Il y a aussi la question du mythe. Parce qu’elle dure près de 14 minutes, qu’elle implique les quatre Beatles et qu’elle est inédite depuis 1967, la bande a acquis une aura disproportionnée. Le risque — légitime, côté Apple — est qu’une fois publiée, la pièce déçoive une partie des fans, abaisse la courbe d’enthousiasme d’un projet et alimente une polémique stérile (« tout ça pour ça »). Ce n’est pas trahir McCartney que de dire que Carnival ressemble davantage au versant expérimental de ses travaux The Fireman qu’à une chanson « à la Beatles » ; Paul lui-même la situe dans la bracket Stockhausen/John Cage, ce qui, pour le grand public, est tout sauf une évidence.
D’où vient l’obsession de McCartney pour « Carnival » ?
Il y a, chez Paul McCartney, un désir ancien et compréhensible : rappeler qu’il fut, dès 1966-67, l’un des vecteurs de l’avant-garde londonienne — Indica Gallery, International Times, Roundhouse — à une époque où l’imaginaire collectif associe volontiers l’expérimentation à John Lennon (jusqu’à « Revolution 9 ») et au tandem Lennon/Ono.
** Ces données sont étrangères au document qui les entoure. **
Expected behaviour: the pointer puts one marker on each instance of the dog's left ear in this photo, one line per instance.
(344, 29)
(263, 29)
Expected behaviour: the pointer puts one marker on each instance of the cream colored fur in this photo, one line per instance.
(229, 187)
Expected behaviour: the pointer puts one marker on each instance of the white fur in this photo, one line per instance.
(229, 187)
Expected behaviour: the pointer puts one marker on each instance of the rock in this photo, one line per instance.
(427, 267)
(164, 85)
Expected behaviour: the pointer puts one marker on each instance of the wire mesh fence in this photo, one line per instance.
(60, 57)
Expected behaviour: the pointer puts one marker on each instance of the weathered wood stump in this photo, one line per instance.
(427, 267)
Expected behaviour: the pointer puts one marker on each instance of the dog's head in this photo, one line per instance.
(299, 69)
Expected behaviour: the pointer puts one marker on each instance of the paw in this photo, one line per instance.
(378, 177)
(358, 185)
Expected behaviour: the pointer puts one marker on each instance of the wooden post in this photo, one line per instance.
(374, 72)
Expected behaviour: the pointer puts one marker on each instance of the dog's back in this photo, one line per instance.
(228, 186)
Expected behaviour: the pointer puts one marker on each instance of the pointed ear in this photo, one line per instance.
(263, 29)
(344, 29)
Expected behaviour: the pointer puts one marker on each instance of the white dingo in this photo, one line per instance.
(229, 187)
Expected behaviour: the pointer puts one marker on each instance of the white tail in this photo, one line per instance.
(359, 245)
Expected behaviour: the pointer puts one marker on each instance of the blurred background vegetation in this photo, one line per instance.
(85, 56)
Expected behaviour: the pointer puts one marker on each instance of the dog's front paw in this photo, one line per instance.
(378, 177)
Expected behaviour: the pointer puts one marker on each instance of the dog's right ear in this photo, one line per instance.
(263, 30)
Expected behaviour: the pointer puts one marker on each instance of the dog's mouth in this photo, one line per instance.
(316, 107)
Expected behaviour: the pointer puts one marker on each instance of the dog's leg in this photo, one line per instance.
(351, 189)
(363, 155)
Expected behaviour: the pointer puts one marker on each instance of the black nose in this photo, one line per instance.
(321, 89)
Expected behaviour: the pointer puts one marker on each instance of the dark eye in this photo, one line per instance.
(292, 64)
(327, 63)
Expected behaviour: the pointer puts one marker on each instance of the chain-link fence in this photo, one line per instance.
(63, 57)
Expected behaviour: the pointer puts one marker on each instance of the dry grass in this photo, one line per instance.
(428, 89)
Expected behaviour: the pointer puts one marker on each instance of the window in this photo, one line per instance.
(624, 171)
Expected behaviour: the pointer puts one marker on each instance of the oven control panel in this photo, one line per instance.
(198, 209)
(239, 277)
En défendant « Carnival of Light », Paul revendique une antériorité : celle d’un Beatle qui s’essaie à la musique concrète 18 mois avant « Revolution 9 ». Ce n’est pas une posture : les sources de 2008 le montrent clair et assuré : « Le moment est venu ».
On comprend ainsi pourquoi McCartney a tenté d’en glisser un extrait dans Anthology 2, et pourquoi il y voit une pièce charnière dans son propre récit artistique. Mais on comprend aussi qu’un tel geste de repositionnement — valoriser le McCartney « Mr. Avant-garde » — ne fasse pas consensus dans une anthologie collective, surtout quand George et George Martin estiment que cela désoriente la marque Beatles.
Les influences : Zappa, l’école concrète, la scène londonienne
Les descriptions concordent : « Carnival of Light » tient du freak-out à la Frank Zappa, de la musique concrète popularisée par Stockhausen et John Cage, et de ce bricolage organique qui imprègne l’hiver 1966-67 à Londres. L’enregistrement est rapide, one-take, pensé pour sonoriser un show lumière au Roundhouse. Il est donc logique qu’au fil des années, les critiques et témoins considèrent la pièce comme un objet de galerie plus que comme une œuvre discographique. Dit autrement : Carnival est cohérent dans son contexte — un happening psychédélique —, mais peut paraître déplacé dans une série audio pédagogique comme l’Anthology.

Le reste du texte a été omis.